No fim do ano passado, a Polícia Federal cumpriu mandado de busca e apreensão na casa do pastor e deputado Sóstenes Cavalcante, do Partido Liberal, no bojo de uma operação que investigava o desvio de verbas das cotas parlamentares. Durante a ação, foram encontrados nada menos que R$ 470 mil em dinheiro vivo na casa de Sóstenes.

Desde então, o deputado tem demonstrado dificuldade para explicar a origem dessa quantia. As versões não convencem, tropeçam em datas, em documentos e no mais básico senso de coerência. Agora, mais recentemente, ele apresentou uma escritura de venda de um imóvel em Ituiutaba, numa tentativa tardia de justificar o dinheiro encontrado.

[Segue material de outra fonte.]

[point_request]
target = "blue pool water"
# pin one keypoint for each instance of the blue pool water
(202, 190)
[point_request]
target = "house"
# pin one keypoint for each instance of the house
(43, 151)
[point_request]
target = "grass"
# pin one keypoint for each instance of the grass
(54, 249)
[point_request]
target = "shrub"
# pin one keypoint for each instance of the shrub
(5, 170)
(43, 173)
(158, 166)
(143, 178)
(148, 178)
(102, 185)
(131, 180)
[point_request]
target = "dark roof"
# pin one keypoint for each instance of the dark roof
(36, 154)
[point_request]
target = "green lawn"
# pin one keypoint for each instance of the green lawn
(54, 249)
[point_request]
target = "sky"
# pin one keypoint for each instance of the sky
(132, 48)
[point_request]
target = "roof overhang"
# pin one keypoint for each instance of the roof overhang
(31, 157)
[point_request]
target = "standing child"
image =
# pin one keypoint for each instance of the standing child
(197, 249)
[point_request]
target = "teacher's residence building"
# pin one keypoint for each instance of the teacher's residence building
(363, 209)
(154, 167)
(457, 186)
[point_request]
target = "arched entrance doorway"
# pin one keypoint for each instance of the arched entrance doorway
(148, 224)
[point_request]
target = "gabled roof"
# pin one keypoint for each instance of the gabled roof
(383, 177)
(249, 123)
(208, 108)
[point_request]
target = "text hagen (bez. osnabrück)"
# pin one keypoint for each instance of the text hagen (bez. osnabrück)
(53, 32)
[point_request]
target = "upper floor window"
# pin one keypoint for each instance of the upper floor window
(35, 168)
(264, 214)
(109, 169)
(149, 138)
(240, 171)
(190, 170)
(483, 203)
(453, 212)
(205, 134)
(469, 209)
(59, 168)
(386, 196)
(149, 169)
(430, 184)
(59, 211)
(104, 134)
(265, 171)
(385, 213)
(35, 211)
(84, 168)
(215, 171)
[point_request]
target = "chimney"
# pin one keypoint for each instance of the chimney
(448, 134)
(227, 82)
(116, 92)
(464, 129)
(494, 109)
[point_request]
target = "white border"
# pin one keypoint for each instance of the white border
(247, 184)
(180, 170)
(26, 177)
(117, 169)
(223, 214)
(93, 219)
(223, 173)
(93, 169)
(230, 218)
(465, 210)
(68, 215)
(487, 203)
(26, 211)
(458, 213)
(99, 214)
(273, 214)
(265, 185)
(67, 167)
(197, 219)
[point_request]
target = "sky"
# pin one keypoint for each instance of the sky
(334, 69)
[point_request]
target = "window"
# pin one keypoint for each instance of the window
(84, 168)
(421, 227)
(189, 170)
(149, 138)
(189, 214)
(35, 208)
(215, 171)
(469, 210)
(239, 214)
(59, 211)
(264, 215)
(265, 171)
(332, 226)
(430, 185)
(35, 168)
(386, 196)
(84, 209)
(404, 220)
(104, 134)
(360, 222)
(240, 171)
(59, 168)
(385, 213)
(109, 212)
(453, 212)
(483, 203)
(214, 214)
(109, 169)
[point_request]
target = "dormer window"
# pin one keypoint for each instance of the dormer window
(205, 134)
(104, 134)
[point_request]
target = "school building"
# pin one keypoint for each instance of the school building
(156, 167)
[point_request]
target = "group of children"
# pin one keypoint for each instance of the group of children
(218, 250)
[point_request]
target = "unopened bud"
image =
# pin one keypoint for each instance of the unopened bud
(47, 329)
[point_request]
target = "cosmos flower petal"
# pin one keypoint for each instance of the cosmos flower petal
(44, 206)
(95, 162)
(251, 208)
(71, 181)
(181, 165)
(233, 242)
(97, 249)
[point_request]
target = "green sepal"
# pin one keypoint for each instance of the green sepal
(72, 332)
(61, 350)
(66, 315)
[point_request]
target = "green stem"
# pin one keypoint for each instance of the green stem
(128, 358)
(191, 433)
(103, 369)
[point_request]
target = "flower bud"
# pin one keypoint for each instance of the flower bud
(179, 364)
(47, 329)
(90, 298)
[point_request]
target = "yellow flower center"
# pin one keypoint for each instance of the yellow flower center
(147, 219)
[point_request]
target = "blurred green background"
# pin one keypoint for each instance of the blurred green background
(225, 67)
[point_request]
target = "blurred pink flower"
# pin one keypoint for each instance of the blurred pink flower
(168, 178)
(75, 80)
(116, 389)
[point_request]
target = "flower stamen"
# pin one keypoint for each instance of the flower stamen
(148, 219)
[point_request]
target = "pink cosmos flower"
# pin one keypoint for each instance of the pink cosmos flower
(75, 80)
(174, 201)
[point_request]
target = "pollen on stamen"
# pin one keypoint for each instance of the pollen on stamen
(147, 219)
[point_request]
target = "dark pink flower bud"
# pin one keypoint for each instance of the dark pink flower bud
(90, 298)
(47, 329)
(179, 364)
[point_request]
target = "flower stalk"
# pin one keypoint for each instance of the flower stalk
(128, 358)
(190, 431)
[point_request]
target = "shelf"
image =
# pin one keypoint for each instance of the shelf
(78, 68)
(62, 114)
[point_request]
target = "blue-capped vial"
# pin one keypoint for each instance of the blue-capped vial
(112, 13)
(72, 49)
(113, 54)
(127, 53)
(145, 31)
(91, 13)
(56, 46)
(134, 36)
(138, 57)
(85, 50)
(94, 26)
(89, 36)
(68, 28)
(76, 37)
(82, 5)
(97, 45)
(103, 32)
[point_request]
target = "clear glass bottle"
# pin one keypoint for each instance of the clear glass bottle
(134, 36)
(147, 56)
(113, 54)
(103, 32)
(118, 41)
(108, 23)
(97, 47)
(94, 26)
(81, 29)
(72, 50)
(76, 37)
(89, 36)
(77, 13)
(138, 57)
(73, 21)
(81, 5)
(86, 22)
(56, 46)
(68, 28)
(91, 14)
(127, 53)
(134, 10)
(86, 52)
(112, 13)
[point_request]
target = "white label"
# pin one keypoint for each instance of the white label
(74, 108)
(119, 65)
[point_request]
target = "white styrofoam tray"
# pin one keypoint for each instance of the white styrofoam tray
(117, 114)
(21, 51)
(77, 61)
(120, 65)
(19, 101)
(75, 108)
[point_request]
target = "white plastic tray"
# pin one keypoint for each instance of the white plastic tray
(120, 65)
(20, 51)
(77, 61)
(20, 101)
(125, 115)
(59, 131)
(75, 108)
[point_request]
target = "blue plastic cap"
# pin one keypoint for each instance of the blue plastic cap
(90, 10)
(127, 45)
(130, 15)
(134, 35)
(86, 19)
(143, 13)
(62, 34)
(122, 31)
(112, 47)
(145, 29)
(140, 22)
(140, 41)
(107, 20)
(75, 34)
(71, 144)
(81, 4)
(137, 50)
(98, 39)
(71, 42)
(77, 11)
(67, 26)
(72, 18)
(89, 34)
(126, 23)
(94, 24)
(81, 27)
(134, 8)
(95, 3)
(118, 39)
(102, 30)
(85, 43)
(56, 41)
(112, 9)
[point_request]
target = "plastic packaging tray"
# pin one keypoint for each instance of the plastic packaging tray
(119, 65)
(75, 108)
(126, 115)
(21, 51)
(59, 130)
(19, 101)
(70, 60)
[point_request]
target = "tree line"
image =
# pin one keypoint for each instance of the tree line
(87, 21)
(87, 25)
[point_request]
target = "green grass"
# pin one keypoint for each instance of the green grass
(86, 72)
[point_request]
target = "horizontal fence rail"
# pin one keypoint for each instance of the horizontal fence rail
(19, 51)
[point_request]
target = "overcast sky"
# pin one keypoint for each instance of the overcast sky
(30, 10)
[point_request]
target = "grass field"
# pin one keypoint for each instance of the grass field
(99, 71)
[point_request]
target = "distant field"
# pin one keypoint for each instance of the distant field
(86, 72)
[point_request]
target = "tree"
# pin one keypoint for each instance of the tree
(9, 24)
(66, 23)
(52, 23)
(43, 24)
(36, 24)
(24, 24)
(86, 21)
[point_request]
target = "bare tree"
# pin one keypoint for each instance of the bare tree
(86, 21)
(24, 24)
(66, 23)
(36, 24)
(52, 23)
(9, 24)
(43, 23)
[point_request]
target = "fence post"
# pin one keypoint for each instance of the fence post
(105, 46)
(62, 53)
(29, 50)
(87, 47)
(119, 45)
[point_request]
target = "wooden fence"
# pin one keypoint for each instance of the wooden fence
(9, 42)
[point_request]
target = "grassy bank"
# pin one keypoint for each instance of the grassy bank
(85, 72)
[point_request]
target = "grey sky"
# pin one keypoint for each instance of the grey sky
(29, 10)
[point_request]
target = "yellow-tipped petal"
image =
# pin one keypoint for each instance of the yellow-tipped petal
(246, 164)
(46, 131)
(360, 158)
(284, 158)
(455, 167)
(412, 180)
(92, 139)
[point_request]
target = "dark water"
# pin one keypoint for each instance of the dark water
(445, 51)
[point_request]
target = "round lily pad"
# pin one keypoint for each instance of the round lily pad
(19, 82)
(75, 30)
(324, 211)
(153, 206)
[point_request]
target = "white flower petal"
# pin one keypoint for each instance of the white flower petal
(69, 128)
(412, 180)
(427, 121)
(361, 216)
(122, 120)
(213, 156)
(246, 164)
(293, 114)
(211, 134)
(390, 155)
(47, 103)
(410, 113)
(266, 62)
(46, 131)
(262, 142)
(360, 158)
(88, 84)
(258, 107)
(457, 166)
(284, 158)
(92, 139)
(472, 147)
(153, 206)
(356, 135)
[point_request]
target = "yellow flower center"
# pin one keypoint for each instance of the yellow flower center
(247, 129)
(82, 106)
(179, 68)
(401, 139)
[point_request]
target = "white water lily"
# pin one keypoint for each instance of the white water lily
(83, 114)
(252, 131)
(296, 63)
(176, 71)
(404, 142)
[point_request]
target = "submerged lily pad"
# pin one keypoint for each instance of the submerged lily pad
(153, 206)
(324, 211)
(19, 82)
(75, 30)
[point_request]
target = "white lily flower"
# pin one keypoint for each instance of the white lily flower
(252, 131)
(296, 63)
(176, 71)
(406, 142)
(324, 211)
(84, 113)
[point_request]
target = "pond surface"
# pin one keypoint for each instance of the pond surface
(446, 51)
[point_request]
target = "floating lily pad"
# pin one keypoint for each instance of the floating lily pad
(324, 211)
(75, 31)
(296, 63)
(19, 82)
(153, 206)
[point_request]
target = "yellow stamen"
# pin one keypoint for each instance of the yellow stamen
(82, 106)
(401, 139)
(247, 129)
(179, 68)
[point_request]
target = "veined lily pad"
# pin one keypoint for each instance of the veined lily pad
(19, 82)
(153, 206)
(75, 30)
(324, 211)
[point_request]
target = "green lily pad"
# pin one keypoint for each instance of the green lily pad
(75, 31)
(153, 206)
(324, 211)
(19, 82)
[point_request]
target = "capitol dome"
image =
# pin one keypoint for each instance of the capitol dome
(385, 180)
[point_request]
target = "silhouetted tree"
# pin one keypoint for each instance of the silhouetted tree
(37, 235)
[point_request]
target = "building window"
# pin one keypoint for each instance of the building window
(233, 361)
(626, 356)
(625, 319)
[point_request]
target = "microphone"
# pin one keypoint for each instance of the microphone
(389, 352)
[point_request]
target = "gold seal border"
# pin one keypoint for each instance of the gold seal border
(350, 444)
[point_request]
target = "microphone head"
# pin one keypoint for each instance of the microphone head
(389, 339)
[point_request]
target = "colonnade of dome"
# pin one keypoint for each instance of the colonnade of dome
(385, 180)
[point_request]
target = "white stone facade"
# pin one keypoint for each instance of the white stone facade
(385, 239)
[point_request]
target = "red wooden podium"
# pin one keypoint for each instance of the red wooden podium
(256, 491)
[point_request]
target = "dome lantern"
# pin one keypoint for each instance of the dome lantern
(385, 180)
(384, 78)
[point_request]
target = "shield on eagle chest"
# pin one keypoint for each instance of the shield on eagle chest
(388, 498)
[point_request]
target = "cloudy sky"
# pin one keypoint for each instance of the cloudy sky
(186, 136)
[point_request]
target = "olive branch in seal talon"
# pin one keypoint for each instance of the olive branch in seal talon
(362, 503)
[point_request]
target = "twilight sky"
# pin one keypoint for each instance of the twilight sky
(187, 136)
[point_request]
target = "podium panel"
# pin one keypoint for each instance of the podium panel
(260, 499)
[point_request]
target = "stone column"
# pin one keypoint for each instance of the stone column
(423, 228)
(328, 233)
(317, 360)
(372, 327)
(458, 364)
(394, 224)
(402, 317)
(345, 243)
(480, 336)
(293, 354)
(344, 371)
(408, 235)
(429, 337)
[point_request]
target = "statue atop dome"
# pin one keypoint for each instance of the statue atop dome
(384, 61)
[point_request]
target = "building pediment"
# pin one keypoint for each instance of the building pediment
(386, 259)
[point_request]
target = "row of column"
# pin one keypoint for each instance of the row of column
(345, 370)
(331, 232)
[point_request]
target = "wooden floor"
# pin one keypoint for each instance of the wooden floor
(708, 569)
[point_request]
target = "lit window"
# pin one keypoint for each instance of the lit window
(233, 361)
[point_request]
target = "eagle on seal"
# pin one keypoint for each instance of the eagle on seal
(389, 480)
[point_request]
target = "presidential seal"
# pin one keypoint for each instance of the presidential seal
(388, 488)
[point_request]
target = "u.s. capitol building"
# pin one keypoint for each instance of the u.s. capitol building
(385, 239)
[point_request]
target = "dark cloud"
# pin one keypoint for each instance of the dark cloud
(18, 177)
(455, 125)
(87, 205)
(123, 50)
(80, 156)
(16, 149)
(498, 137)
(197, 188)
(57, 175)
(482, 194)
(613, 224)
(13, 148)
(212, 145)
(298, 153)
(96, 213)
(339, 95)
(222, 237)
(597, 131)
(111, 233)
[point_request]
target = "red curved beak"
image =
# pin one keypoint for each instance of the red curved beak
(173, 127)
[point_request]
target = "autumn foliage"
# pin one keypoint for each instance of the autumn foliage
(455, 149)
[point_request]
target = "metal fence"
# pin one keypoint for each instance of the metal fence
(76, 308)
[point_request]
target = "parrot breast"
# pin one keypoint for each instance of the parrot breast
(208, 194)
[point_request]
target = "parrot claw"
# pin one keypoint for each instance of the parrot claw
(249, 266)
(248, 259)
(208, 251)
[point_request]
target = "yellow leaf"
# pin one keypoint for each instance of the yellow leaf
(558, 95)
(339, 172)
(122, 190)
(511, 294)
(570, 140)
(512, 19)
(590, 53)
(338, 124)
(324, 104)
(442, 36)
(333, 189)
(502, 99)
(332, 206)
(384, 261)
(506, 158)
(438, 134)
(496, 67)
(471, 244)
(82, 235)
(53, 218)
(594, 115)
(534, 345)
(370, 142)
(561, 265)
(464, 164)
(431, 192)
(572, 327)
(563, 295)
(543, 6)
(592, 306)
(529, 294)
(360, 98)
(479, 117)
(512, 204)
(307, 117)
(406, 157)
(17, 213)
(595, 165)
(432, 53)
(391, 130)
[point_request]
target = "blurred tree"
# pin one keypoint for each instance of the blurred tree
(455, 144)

O problema é que o ato foi lavrado 11 dias depois de a Polícia Federal ter apreendido o montante. A cronologia não fecha, a explicação soa improvisada, e o esforço para dar aparência de legalidade a algo que claramente não se sustenta só agrava a situação.

É difícil acreditar que esse tipo de papo-furado vá enganar a Justiça. Instituições não costumam ser sensíveis a versões montadas às pressas, especialmente quando os fatos falam por si. Mas, infelizmente, não dá para descartar a possibilidade de que parte do eleitorado aceite essa narrativa frágil, talvez por conveniência, talvez por fé cega.

E é isso que mais preocupa: não apenas o caso em si, mas a naturalização da desfaçatez, a tentativa reiterada de tratar a sociedade como ingênua. Porque, no fim das contas, não é só a Justiça que está sendo testada aqui. É também a nossa capacidade coletiva de discernir entre explicação e desculpa, entre fato e encenação.